Back up the sym file¶
The sym file is found in the root of your HDB. It is the key to the default enums.
Regularly back up the sym file outside the HDB.
Compression¶
If you find that q is seg faulting (crashing) when accessing compressed files, try increasing the Linux kernel parameter vm.max_map_count
. As root
sysctl vm.max_map_count=16777216
and/or make a suitable change for this parameter more permanent through /etc/sysctl.conf
. As root
echo "vm.max_map_count = 16777216" | tee -a /etc/sysctl.conf
sysctl -p
You can check current settings with
more /proc/sys/vm/max_map_count
Assuming you are using 128-KB logical size blocks for your compressed files, a general guide is, at a minimum, set max_map_count
to one map per 128 KB of memory, or 65530, whichever is higher.

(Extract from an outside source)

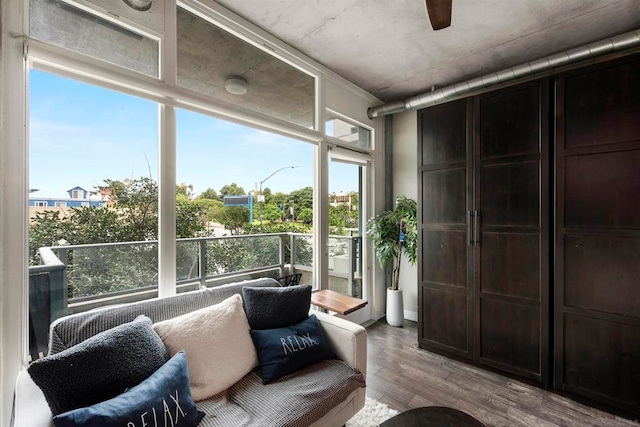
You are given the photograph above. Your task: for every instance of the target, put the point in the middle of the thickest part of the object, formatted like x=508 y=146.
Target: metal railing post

If you are encountering a SIGBUS error, please check that the size of /dev/shm
is large enough to accommodate the decompressed data. Typically, you should set the size of /dev/shm
to be at least as large as a fully decompressed HDB partition.
Set ulimit
to the higher of 4096 and 1024 plus the number of compressed columns which may be queried concurrently.
ulimit -n 4096
lz4
compression
Certain releases of lz4
do not function correctly within kdb+.
Notably, lz4-1.7.5
does not compress, and lz4-1.8.0
appears to hang the process.
kdb+ requires at least lz4-r129
.
lz4-1.8.3
works.
We recommend using the latest lz4
release available.
Timekeeping¶
Timekeeping on production servers is a complicated topic. These are just a few notes which can help.
If you are using any of local time functions .z.(TPNZD)
q will use the localtime(3)
system function to determine time offset from GMT. In some setups (GNU libc) this can cause excessive system calls to /etc/localtime
.
Setting TZ environment helps this:
export TZ=America/New_York
or from q
setenv[`TZ;"Europe/London"]
One more way of getting excessive system calls when using .z.(pt…)
is to have a slow clock source configured on your OS. Modern Linux distributions provide very low overhead functionality for getting current time. Use tsc
clocksource to activate this.
echo tsc >/sys/devices/system/clocksource/clocksource0/current_clocksource
# list available clocksource on the system
cat /sys/devices/system/clocksource/clocksource*/available_clocksource
If you are using PTP for timekeeping, your PTP hardware vendor might provide their own implementation of time. Check that those utilize VDSO mechanism for exposing time to user space.